Então te fostes, Pluna. Assim, sem avisar? Sem ao menos se despedir? Talvez, para aqueles quais, nos gabinetes da alta administração, acompanharam os últimos e angustiantes lances da tua vida, que foi tão longa e honrada, estes até poderiam saber que estavas mortalmente ferida. Para todos os outros, porém, teu súbito desaparecimento foi uma triste surpresa. Portanto, me assombra ver tuas asas cortadas assim, sem homenagens, sem rituais. Então te saúdo agora, querida Pluna, ainda que muito me doa fazer destas linhas o teu réquiem.

Hoje faz um mês que teus motores silenciaram e fechaste tuas asas. Não consegui te escrever antes, tamanho o espanto que me tomou ao perceber que os aviões das Primeras Líneas Uruguyas de Navegación Aérea se transformaram em algo perdido para sempre, sombras repentinas de um passado dolorosamente próximo.

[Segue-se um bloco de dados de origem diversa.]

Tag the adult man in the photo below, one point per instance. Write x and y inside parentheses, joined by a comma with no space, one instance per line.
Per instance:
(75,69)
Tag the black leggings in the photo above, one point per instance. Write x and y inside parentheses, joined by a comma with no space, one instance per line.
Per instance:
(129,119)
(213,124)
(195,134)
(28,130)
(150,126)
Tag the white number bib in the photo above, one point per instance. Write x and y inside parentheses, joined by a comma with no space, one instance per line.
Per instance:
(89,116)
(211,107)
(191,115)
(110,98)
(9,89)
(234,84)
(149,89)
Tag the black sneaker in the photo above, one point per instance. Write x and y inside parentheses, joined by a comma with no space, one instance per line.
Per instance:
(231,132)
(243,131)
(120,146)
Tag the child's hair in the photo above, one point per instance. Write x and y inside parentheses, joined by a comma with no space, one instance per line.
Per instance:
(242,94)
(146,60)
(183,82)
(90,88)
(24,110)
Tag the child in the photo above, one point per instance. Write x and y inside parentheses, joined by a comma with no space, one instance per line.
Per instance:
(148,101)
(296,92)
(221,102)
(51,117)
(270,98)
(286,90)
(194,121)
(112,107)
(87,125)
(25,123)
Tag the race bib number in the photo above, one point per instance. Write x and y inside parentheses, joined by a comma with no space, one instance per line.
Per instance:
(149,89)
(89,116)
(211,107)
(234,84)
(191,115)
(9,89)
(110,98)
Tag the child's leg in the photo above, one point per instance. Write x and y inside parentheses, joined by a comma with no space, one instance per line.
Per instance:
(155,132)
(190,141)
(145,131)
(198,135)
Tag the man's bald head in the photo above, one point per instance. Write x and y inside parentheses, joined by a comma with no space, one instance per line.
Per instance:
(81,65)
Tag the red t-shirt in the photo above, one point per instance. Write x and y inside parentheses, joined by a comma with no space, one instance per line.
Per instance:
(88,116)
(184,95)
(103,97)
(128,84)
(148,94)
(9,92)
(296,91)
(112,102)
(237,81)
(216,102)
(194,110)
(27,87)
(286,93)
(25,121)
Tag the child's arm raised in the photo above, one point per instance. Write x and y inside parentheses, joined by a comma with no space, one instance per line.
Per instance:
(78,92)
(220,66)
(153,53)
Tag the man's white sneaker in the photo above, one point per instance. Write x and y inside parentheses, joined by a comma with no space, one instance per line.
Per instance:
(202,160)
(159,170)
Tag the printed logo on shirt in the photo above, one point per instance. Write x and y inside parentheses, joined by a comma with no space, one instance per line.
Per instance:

Aqui, neste país irmão, te juro, tua partida foi sentida. Sim, porque nós, passageiros brasileiros, fervorosos entusiastas da aviação, choramos tua partida abrupta, querida Pluna. Pessoalmente, vinha voando com tuas asas com muita frequência. Minha esposa é uruguaia como ti, então sempre estivemos a bordo de teus aviões. Sempre muito bem tratados, chegando e partindo no horário, com bom atendimento, calidez e, ao final da viagem, o Uruguay a nos receber.

Tu bem sabes, mas é sempre bom lembrar que serás lembrada como o maior orgulho da aviação civil uruguaia. Foste a primeira e a maior. Um verdadeiro símbolo nacional, de histórico notável. Jamais perdeste um único passageiro ou tripulante em acidente. Poucas são as empresas aéreas que podem se orgulhar disto.

E, ainda que, por boa parte de tua vida não tenhas estado na liderança tecnológica do setor, não tenhas tido uma frota enorme, o fato é que, no cumprimento de tuas missões, sempre voaste com classe, segurança e aquela confiante e orgulhosa atitude. Ver teu nome era como ver um pedaço deste teu país pequeno, encantador, honrado. Que foi teu ninho e que tão bem representaste por décadas.

E teus aviões, ah, quantas lembranças. Teus DC-3 nas rotas domésticas, unindo pontos dentro de Uruguai. Depois os clássicos Viscount, levando e trazendo passageiros no "Puente Aéreo" de Montevidéu a Buenos Aires. Depois, o orgulho dos "jets"; primeiro um único 737-200 com aquela pintura incrível, laranja; depois, os 727-100 anteriormente usados pela Lufthansa, mas que deram conta do recado e que me encantava ver nos terraços de Congonhas. Então a trinca de 737-200, recebidos novinhos na fábrica, em 1983, orgulho então para a companhia.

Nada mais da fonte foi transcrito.